Ia mengungkapkan, sebelumnya tersangka diketahui beberapa kali tidak memenuhi panggilan penyidik. Kondisi tersebut dinilai berpotensi menghambat jalannya proses penyidikan jika tidak disikapi dengan langkah hukum yang tegas.
Secara hukum, kata Mawardi, penyidik memiliki kewenangan mengambil tindakan paksa apabila tersangka tidak kooperatif.
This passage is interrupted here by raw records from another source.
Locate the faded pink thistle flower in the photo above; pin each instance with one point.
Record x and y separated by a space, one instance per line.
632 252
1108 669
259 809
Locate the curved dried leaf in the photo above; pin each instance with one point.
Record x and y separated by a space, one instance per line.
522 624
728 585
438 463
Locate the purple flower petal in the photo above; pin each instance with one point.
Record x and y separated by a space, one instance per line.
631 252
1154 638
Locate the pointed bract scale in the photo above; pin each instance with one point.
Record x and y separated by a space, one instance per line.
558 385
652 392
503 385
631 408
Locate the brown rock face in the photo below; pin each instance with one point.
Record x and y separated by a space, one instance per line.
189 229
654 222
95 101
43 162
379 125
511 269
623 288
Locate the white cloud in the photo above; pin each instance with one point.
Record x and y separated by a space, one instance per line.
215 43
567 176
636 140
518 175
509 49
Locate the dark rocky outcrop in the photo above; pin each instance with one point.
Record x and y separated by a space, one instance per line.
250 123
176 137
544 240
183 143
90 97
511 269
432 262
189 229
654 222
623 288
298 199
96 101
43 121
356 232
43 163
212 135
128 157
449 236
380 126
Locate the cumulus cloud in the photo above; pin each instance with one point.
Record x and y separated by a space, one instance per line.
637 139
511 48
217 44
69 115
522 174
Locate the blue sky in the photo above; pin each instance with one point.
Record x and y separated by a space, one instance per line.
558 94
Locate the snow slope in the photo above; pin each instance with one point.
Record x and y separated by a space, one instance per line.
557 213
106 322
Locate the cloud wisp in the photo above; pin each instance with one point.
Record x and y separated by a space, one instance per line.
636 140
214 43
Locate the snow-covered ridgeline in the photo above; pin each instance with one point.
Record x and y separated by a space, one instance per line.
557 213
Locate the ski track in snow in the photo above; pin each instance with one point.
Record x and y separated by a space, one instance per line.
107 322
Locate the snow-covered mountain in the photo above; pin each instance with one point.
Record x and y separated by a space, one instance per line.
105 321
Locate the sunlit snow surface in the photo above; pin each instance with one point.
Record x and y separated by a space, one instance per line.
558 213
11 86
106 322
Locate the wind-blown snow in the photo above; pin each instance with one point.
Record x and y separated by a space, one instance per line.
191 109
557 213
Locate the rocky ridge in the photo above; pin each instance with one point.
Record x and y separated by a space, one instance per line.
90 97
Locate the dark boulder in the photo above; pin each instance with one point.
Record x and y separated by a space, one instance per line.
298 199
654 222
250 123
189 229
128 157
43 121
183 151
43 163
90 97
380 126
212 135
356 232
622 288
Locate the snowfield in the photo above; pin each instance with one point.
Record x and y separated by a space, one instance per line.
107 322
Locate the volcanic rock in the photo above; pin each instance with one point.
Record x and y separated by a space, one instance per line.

Hal tersebut diatur dalam Pasal 112 ayat (2) KUHAP serta Peraturan Kapolri (Perkap) Nomor 14 Tahun 2012, yang memberikan kewenangan kepada penyidik untuk menerbitkan surat perintah membawa atau melakukan penjemputan paksa terhadap pihak yang telah dipanggil secara patut namun tidak hadir tanpa alasan yang sah.
Berdasarkan hasil koordinasi dengan penyidik Tipidter dan Satreskrim Polres Tulangbawang, Joni Putra Cs diduga terlibat dalam dua tindak pidana. Pertama, dugaan serangan terhadap kehormatan atau nama baik melalui sistem elektronik sebagaimana diatur dalam Pasal 45 ayat (4) jo Pasal 27A Undang-Undang Nomor 1 Tahun 2024 tentang perubahan kedua atas UU Nomor 11 Tahun 2008 tentang Informasi dan Transaksi Elektronik (ITE).
Kedua, dugaan memasuki rumah atau pekarangan orang lain tanpa izin, sebagaimana diatur dalam Pasal 167 KUHP atau Pasal 257 Undang-Undang Nomor 1 Tahun 2023 tentang KUHP.
Mawardi menegaskan pihaknya tetap menghormati proses hukum yang sedang berjalan. Namun ia berharap penyidik Polres Tulangbawang dapat menunjukkan ketegasan agar perkara tersebut segera memperoleh kepastian hukum.
“Kami menghormati proses hukum yang berjalan, namun kami berharap aparat penegak hukum dapat segera mengambil langkah tegas terhadap tersangka Joni Putra Cs agar proses hukum berjalan objektif, transparan, dan memberikan kepastian hukum bagi semua pihak,” tegasnya.